Порываев встретился начальнику в коридоре. Без лишних волос на крутой голове, он просторно шел внутри костюма и выглядел человеком, с самого детства готовившимся вырасти в значительного, крупного мужчину. Было видно, что он достаточно умен, а главное, не отвлечен умом от жизни на какие-то специальные, недоступные, не такие, как у прочих, заботы, дела.
— Здравствуй, — сказал он начальнику просто и поздоровался с ним на ходу за ладонь.
«Нет, он поможет!» — совсем уверился начальник и тут же в коридоре стал рассказывать про свои неудачи. Рассказать надо было и коротко, но и полно, надо было успеть, чтобы он не заскучал от подробностей, отнеся сразу дело к разряду известных — не каждое дело могло его захватить, для иных дел не надо обращаться к нему.
— Понял, понял, — сказал Порываев, послушав.— Этого нужно добиться в Москве, в Комитете.
Он взялся за нос и немного его покрутил, будто поправил у себя на лице.
— Я с тобой согласен, но помочь не могу. Я в Москву не поеду, не могу, ты мне веришь? А больше некому сейчас; поезжай, хочешь, сам? — добавил он
не без хитрости, понимая, что это не дело начальника цеха — бросить дела и добиваться в Москве. На лице замдиректора появилось и сразу исчезло сладкое выражение от стыда за себя, не желающее однако выказываться.
В коридоре кто-то уже приближался к нему, вынимая из папочки на ходу переписку.

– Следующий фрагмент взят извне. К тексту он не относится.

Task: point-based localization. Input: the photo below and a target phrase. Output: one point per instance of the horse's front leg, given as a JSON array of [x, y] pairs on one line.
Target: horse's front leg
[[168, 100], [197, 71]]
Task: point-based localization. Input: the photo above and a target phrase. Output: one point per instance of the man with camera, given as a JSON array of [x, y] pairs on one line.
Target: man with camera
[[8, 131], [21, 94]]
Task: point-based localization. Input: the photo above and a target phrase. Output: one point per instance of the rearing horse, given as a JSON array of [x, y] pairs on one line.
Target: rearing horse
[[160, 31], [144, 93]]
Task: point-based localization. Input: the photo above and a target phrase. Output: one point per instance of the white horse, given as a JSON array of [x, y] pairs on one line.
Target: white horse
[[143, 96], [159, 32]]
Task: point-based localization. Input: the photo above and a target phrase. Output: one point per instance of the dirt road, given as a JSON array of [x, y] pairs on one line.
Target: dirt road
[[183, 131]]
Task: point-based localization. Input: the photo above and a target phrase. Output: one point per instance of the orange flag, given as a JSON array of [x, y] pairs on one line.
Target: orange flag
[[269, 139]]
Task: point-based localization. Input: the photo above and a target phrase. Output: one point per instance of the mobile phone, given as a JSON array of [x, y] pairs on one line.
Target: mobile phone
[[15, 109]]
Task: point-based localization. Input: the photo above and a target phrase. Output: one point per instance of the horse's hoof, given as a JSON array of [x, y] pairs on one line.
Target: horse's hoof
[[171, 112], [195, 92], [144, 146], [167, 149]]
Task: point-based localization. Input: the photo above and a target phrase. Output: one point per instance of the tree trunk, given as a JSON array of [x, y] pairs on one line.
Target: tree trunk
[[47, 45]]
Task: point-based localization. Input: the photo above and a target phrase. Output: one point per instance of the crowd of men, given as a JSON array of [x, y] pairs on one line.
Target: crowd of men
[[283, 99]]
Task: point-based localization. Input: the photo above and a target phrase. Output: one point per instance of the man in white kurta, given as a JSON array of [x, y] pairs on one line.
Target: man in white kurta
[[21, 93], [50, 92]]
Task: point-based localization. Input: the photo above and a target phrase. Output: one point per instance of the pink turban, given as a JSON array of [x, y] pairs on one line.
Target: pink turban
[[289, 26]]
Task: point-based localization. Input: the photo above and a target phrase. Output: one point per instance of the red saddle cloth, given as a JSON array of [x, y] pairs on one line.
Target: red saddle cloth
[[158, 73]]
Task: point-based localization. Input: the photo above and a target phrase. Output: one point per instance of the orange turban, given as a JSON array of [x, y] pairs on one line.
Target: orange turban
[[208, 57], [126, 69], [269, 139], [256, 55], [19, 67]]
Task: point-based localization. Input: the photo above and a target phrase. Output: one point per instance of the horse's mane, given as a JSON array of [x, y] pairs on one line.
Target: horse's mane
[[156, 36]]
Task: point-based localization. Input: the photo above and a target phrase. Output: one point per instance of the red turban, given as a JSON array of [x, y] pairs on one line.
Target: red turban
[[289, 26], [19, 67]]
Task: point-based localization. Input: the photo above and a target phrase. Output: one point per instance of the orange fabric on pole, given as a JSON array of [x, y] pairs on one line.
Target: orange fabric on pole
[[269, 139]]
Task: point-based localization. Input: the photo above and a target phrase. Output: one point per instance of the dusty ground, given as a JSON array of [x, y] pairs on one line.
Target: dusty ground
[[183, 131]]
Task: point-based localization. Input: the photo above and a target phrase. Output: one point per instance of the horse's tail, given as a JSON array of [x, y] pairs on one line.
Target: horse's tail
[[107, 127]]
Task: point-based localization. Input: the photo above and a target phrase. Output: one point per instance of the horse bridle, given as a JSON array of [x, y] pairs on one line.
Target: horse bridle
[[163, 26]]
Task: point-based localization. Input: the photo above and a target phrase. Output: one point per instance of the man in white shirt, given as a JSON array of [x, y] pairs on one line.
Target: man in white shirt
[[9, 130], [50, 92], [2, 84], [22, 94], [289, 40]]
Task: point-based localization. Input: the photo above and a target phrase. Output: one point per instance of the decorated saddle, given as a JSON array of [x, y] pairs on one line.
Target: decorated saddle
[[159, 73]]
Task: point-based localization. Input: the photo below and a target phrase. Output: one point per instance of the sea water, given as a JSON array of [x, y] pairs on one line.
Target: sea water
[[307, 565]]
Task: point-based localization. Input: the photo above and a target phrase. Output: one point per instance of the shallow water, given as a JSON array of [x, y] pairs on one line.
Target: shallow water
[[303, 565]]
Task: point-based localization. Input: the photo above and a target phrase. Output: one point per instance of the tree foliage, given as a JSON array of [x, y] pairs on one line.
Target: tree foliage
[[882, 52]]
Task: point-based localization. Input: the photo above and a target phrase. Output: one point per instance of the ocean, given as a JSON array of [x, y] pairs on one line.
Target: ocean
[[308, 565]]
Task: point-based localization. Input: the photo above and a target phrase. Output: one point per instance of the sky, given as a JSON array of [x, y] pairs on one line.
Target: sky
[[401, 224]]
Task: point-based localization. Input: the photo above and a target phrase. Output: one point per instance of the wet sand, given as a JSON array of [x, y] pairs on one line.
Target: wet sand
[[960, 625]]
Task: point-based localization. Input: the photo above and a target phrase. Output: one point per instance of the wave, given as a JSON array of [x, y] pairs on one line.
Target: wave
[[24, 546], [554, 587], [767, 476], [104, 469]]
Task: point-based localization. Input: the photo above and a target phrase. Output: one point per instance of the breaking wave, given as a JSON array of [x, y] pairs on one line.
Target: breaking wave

— Говорят, у тебя изобретателей зажимают? — сказал замдиректора вскользь, не желая услышать в ответ оправдание, просто чтобы слово немножечко повисело, не давая начальнику уж такой перед ним безупречности, — и ушел.
Тут начальник вдруг понял, что должен, что может сейчас погорячиться, кинуть ему необычное, гордое слово, будто бы не по работе, и это подействует на него так, как надо, какой это слово имеет по словарю полный смысл.
Он, было, бросился к спине замдиректора, но замдиректора было уже не догнать.
Он подумал, подумал и позволил себе обидеться.
«Что такое замдиректора? — размышлял начальник в обиде. — Он может заменить собой любого директора. Будет хороший директор (а сейчас у нас хороший), он заменит хорошего, будет плохой — и тогда ему придется заменять собой плохого, что же делать, и продолжать его линию в разных вопросах. При этом он делает вид, что хотел бы всегда заменять только самых отборных, самых лучших, добрейших директоров, — но теперь мне сдается, будто ему все ж приятнее заменять собой плохого; и значительно легче».
— Но ведь свой человек, понимающий нужды! — удивился он снова. — Никак не пойму.
Вечером он горестно напился дома, чего никогда обычно не делал, и даже не один, а в присутствии всех домашних, и не водкой, а нехорошим дагестанским вином. Выпивши, совсем не пошумел, как другие люди, тихо лег на постель и тяжело задремал.
А назавтра, закончив какие можно дела, он собрался и уехал в Москву, в Комитет.
7. ПО РОДНОЙ СТРАНЕ
Он часто ездил по родной стране, а не дальше.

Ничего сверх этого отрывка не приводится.